The brain under my agent mesh — the thing Kai, Scout, Claude Code, and Codex query before they answer anything — is one SQLite table. Eight columns. 80-line Python write gate. No ORM, no workflow engine, no framework.

I committed the first architecture decision record on 2026-04-11. I pushed the public repo today, 2026-04-21. Ten days from first ADR to open source. In between, the event log grew from zero to 942,068 events.

Today it went live as Open Brane.

This post is why. The next post is how.

The Problem Every Agent User Has

You're using more tools than you can count. Calendar, Drive, Stripe, GitHub, Notion, Obsidian, Claude, ChatGPT, a transcription service, a CRM, maybe half a dozen automation platforms. Each one has your context — inside its own schema, inside its own database, behind its own API.

None of them can see each other.

You notice this every time an agent forgets something you told it on Tuesday. Or proposes a plan that contradicts a decision you made three weeks ago. Or generates a summary of your week that omits the five Stripe events and two Fathom calls that actually defined it.

The fix most products offer is memory features. ChatGPT lets you save facts. Claude has projects. Custom GPTs accept 8K of context. All workarounds. None address the real problem, which is that your context is a cross-source data layer problem, not a model problem.

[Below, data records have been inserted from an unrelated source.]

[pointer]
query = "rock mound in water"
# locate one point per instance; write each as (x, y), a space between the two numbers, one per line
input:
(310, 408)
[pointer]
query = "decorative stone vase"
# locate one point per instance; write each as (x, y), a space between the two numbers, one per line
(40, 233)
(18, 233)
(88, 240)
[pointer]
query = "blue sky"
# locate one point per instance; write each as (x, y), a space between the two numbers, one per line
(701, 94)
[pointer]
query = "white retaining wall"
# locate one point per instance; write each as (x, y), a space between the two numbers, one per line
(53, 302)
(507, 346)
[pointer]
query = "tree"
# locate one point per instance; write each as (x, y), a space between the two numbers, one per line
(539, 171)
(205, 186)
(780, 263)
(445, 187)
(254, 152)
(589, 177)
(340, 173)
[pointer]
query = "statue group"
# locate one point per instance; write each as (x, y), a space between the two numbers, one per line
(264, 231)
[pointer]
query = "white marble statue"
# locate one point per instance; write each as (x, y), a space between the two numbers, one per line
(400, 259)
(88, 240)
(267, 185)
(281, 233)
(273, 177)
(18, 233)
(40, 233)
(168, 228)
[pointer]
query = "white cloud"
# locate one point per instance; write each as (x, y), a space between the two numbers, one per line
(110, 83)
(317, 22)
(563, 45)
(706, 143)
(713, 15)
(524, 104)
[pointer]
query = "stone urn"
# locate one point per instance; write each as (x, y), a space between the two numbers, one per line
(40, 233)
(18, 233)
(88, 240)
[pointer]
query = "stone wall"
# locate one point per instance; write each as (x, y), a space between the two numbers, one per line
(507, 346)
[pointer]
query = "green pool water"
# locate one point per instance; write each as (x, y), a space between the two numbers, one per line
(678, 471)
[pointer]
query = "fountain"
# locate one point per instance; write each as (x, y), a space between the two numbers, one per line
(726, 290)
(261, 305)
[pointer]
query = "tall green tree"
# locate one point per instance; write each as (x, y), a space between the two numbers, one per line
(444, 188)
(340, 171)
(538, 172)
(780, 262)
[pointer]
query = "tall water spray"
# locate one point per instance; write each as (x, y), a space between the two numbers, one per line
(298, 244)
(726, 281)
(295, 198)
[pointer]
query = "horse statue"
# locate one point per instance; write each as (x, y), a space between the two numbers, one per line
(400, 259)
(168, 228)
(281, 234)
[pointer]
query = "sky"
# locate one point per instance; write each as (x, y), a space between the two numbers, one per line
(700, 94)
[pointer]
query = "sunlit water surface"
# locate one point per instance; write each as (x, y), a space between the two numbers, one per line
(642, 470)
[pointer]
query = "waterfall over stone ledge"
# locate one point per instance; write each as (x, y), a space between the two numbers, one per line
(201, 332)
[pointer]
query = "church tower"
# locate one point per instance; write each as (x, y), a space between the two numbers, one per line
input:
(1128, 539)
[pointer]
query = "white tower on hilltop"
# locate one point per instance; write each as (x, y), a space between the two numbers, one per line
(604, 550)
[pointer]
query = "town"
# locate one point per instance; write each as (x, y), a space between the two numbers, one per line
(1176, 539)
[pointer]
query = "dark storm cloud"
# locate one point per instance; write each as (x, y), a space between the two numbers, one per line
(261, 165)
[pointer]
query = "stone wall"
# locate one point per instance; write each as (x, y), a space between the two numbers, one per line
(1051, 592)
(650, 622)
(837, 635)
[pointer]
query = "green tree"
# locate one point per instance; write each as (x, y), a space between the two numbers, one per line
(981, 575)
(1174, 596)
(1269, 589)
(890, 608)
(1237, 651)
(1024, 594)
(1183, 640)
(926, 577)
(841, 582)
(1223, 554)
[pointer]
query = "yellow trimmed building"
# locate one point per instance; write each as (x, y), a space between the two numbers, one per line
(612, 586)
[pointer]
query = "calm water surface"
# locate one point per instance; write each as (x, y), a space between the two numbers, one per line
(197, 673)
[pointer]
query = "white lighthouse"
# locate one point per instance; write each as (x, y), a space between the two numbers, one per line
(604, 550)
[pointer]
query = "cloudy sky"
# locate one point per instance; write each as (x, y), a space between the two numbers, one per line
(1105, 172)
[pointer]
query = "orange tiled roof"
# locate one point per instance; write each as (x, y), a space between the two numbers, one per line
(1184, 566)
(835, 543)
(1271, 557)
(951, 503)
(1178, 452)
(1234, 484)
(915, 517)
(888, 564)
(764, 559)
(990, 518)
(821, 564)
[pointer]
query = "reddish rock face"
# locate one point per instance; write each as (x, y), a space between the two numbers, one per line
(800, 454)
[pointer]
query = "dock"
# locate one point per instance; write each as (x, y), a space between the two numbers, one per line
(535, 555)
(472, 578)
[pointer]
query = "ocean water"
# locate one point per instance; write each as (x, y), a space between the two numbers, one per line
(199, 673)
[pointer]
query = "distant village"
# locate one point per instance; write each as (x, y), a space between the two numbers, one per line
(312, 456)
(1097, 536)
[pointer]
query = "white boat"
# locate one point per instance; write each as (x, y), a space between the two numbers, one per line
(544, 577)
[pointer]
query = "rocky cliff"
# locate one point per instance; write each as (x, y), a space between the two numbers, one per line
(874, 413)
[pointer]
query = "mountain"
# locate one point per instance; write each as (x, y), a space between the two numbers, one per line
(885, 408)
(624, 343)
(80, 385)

The engineering challenge is making every source queryable through one interface, so any agent in your stack can pull the right slice without knowing which tool originally produced it.

That's what Open Brane is.

What Actually Breaks

I noticed three recurring failure modes before I wrote a line of code.

Context doesn't survive handoffs between agents. Scout finishes researching something. Kai takes over and needs to act on the research. The only way Kai learns what Scout found is if Scout produces a summary document Kai reads. If the summary misses a fact, it's gone. Agents don't pass context to each other cleanly because they're passing rendered views instead of source data.

Definitions drift across sources. Stripe's MRR calculation differs from the one in my Supabase analytics table. Both are "correct." Both are referenced in conversations. An agent answering a question about revenue has no way to know which number you want unless you tell it every time.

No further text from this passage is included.